Though the story is fictitious, the existence of wreckers on the British coast was a historical fact. In small, desperately poor villages, bands of villagers formed secret cadres that at critical moments extinguished the beacons established on the coast to guide ships, thus forcing them onto the rocks and then plundering the cargo and murdering the crews. The time period in which Smyth chooses to set the opera suggests that she knew of the great Methodist minister John Wesley’s unsuccessful attempt to stop the practice of wrecking. But Smyth’s minister, Pascoe, uses religious enthusiasm for a very different end. The potentially dangerous power of unquestioned religious faith and the twisting of a moral system to justify violence will resonate with audiences today even more than with the audiences of Smyth’s era, and yet, her prescient subject matter suggests the omnipresent shadow of religious extremism throughout history, and not only among societies different from our own.
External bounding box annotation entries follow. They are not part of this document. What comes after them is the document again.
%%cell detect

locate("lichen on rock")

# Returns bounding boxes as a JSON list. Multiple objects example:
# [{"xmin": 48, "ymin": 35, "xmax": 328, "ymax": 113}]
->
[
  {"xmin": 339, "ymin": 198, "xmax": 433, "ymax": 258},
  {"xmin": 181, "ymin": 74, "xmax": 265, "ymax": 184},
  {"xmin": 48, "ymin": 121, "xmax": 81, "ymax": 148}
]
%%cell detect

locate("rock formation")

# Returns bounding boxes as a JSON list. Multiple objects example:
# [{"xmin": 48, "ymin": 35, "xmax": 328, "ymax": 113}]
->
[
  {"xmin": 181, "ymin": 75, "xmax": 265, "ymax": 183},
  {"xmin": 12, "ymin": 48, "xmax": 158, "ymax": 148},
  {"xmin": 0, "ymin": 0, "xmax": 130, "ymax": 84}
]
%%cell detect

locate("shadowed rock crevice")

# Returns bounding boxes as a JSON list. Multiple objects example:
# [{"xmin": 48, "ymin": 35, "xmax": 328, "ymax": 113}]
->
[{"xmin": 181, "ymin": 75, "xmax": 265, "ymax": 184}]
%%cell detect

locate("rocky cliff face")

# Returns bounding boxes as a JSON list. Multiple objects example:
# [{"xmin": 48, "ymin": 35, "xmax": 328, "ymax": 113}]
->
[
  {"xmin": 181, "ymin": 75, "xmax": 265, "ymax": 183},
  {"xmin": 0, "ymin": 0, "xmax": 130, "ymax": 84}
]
The Wreckers is a work of many strengths and some flaws, but what it has to say is more than enough reason to warrant its return to the stage. The style, as many have observed, is both distinctive and eclectic. There are ballads and ensemble pieces of an affecting simplicity, and dramatic touches vaguely reminiscent of both German and Italian practices. There are moments, particularly in the prelude to the second act, when one can hear the influence of French modernism, notably Debussy. The entire opera is framed by a powerful display of orchestral writing, memorable motivic recurrence, and a brilliant use of chorus; the final scenes of Acts I and III are particularly on a par with the finest moments in the operatic repertory. Smyth’s treatment of the recitative-like moments that advance the storyline and link the larger musical moments are not always handled with the same assurance one might expect from an experienced opera composer, and that puts a burden on the protagonists to sustain the drama. But there is little point to asking whether this work stands up to the often arbitrary and inconsistent standards that have come to define the greatest operas of the repertoire. Regardless of the many evaluations it should and will provoke, The Wreckers stands as a significant achievement in the fin de siècle, and is distinguished for its casting of the perennial twin subjects of opera, love and death, into a commentary about community, social change, and the heavy weight of inherited tradition—especially religious—that is passively accepted. This is an opera that Smyth, in her political engagement, wanted to speak not only to her musical colleagues, but to the society at large in which she thrived, fought, and sought to improve.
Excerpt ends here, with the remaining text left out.